Выбрать главу

— Мы приставлены на земле свои дела блюсти, — поддакнула Досифея. — И от них ни на шаг.

— А дела эти ясные, — продолжал граф. — Правда, порядок, добро, свобода, равенство, братство. Кто чем хочет, тем и занимайся — это свобода; равенство — богатый ли, бедный ли, помещик ли, купец ли — все равны перед законом. Братство — каждый: богатый ли к бедному, бедный ли к богатому — должен хорошо относиться.

Вавила возразил против такого истолкования братства.

— Как же к ним хорошо относиться, если у них другого слова нет про меня, как «прихвостень буржуазии»...

— И все-таки я не враждовал бы с ними. А изо всех сил старался бы показать, что я не прихвостень. Придет пора острого поворота, и могут вспомнить, что коммунист тебя прихвостнем назвал.

— Это могут. Они вспомнят. Они нечего не забывают. У нас есть отчаянные пролетариаты. Иной, глядишь, всего-то титешный мальчонка, а на собрании руку подымает против капитализма. Мудрецы, апостолы сопливые! А их отцы? Сами себя поставить на ноги не могут, а лезут управлять обществом. Где это видно в культурных землях, чтобы немощный да бедный были богатого дельнее да способнее. Нигде! Только у нас в бедноте таланты ищут. Ну и все эти таланты, конечно, готовы умереть за Советы.

— А почему бы за Советы и нам не стоять? Советы — сила. А в силе вся причина, — сказал Карл Карлович.

Граф поддержал его:

— Разумеется. И мы за Советы. Но без коммунистов.

— О, это другое дело! — воскликнул Вавила.

Канашев поднял палец вверх и многозначительно улыбнулся; все оживились, прозрев неизреченную мудрость в словах графа. Досифея поедала его умиленными, обожающими глазами.

Граф продолжал:

— Дальше. В ваших руках сила огромная — хлеб. Маневрируйте умело. Хлеб надо придержать. Надежно припрятать. Везде так теперь поступают. Пускай узнают, как мужичка прижимать. Они нажимают, мы тем же отвечаем. Игра втемную. Никого не видать, а результат ясен: бесконечные затруднения с хлебом, общее недовольство, ропот...

Теперь Вавила Пудов расцвел. Только Карл Карлович, считавший, что ему наперед все ясно, хранил важное спокойствие.

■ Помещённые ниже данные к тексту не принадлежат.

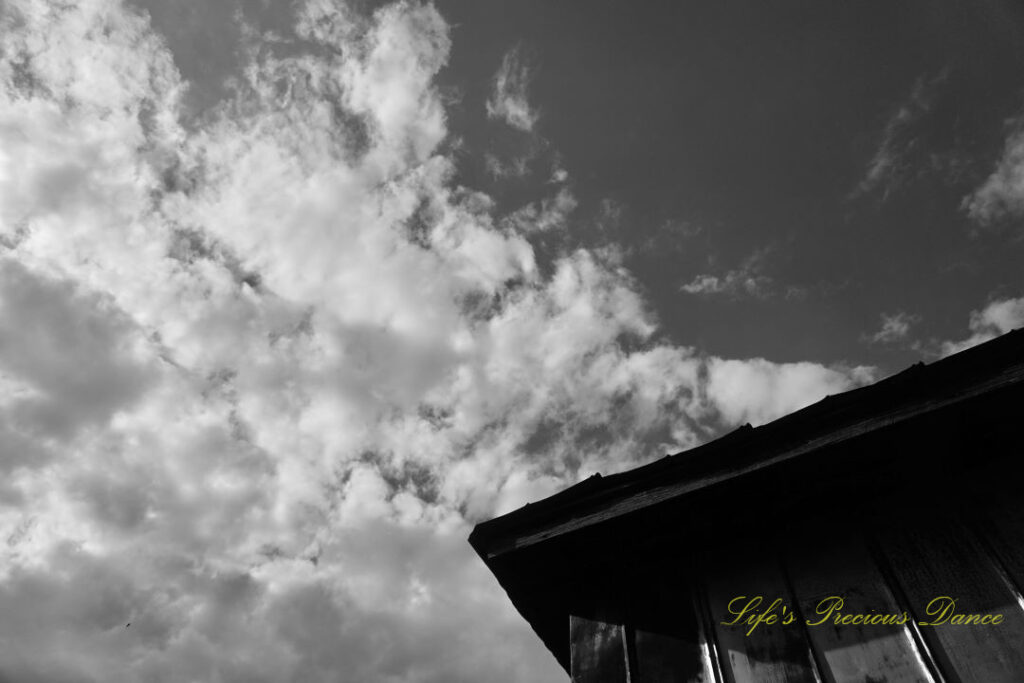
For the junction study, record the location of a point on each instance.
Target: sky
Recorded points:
(294, 294)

— Сколько у вас партийных? — спросил граф.

— Да один, старый хрыч. Но и от одного хлопот не оберешься, ваше благородие. Вот уж верно говорится, что одна паршивая овца все стадо испортит. Мутит народ. Сбивает молодежь к общей жизни, а баб в женделегатки проводит. Один, как бельмо в глазу. (Шепотом). От одного-то, чай, нетрудно и избавиться, ваше благородие? — спросил Пудов.

Граф усмехнулся в сторону Канашева.

Канашев сказал:

— Избавиться? Это значит, привлечь пристальное внимание в государственном масштабе к этому селу и к этому факту. Осторожнее, Вавила, на поворотах. Всю губернию прочистят. Вон в Одессе «избавились» от селькора, так пять годов в трубы трубят... У нас, ваше благородие, был случай такой три года назад: селькор утонул. И доктор дал правильное заключение — нет насильственной смерти, и свидетелей в пользу факта, что утоп, полсела... Так и доктору не верили и свидетелям, ездили, ездили и все к нам приглядывались, чуть отцепились. Так и сейчас все живу страхами огорожен. Везде, вишь, у них кулак виноват. Убили пьяного коммуниста в драке — кулак виноват. Нет ситца в кооперации — кулак скупил для спекуляции. Горит совхоз, подожгли хулиганы, а в газетах уже призыв: «Вылазка классового врага». Мужик не дает хлеба государству — опять же происки кулака. В ВИКе бюрократ сидит (к царю легче попасть, чем к нему), ищут и там кулака. Девку на околице заголили — подстрекнул кулак. На сходке услышали голос правды — кулак внушил. Выгодно сваливать на кулака голод, болезни, темноту — все от кулака. Он и на картинках рядом с царем, помещиком, полицейским и попом стоит. А тут еще ты, Вавила, — «избавиться от одного»... Соображать немножко надо, что к чему...

— Он верно говорит, — сказал граф Вавиле. — Ведь у нас не открытый бой. Они всем вооружены, а мы нет. Мы с пустыми руками.

— Уж если это удумал, — сказал тихо Канашев, и поглядел на графа, — так лучше один, без свидетелей и соверши... И ни отцу, ни сыну родному не сказывай... И друзьям не признавайся в этом.